The summer heat and sun have become a really health threat, particularly for children. Sunscreen should definitely be part of a regular routine when outdoor activities in the scorching summer heat are planned. However, many schools have banned sunscreen without a doctor’s note. The summer is early and one Washington family has learned how students are affected by the school sunscreen ban.
According to the U.S. Food and Drug Administration, sunscreen is regulated as a drug that does not need a doctor’s prescription. Doctors recommend the use of sunscreen not only for adults, but for kids too, particularly when the daily agenda has longtime exposure to the sun. However, many schools in America have banned the use of sunscreen over allergic concerns. Two girls from Washington have learned what it’s like spending time in the sun without sunscreen on the hard way.

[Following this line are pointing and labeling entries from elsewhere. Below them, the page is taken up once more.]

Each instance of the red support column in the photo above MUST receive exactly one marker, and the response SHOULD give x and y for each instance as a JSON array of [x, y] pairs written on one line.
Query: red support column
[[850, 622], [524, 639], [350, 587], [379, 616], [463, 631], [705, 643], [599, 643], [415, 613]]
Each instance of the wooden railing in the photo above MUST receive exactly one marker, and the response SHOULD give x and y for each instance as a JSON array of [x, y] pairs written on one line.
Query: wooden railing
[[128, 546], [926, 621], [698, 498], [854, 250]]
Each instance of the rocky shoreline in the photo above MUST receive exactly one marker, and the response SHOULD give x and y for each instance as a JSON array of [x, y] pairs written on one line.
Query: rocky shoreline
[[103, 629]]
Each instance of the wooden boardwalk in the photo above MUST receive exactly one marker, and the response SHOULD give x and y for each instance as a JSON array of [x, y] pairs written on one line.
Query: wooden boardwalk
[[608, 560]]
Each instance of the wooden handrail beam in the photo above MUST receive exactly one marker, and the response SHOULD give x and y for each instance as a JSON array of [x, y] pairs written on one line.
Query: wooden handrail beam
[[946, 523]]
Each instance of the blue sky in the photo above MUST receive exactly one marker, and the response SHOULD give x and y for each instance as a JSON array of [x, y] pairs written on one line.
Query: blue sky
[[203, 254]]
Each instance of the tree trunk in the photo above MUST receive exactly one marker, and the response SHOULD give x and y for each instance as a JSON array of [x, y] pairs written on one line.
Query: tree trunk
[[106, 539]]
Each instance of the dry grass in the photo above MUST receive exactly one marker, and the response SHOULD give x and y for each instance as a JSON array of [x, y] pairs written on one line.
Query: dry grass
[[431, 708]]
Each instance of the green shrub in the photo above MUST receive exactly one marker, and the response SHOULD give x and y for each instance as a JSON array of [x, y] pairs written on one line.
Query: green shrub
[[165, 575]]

Jesse Michener of Tacoma, Washington, has two girls: Violet and Zoe, both students with the Tacoma School District. During a field day the girls spent time in the sun and got severe sun burns because nobody had sunscreen on, given the ban. The two students had to be hospitalized.
The mother explained that Zoe is suffering from a form of albinism, making her skin very sensitive to the sun. She said she regrets not putting sunscreen on them herself before the two girls left for the field day because it was raining. Even if she had, doctors say sunscreen should be reapplied every three hours, but that’s against school policy.
“They couldn’t even reapply sunscreen without a doctor’s note. They couldn’t carry that in their backpacks” complained the mother.
Dan Voelpel, spokesman for the Tacoma School District, defends the school, saying the policy only abides by the state law. “Because so many additives in lotions and sunscreens cause allergic reaction in children, you have to really monitor that” he said.
But doctors are really worried with the policy. Dermatologist Doris Day told ABC News that childhood sunburns “dramatically” increase the risk of skin cancer later in life. “I can’t see any justification for any school to tell a child that they are not allowed to apply sunscreen” concluded Doris Day.
What do you think? Are the schools right to ban sunscreen without a doctor’s note over concern for allergic reactions?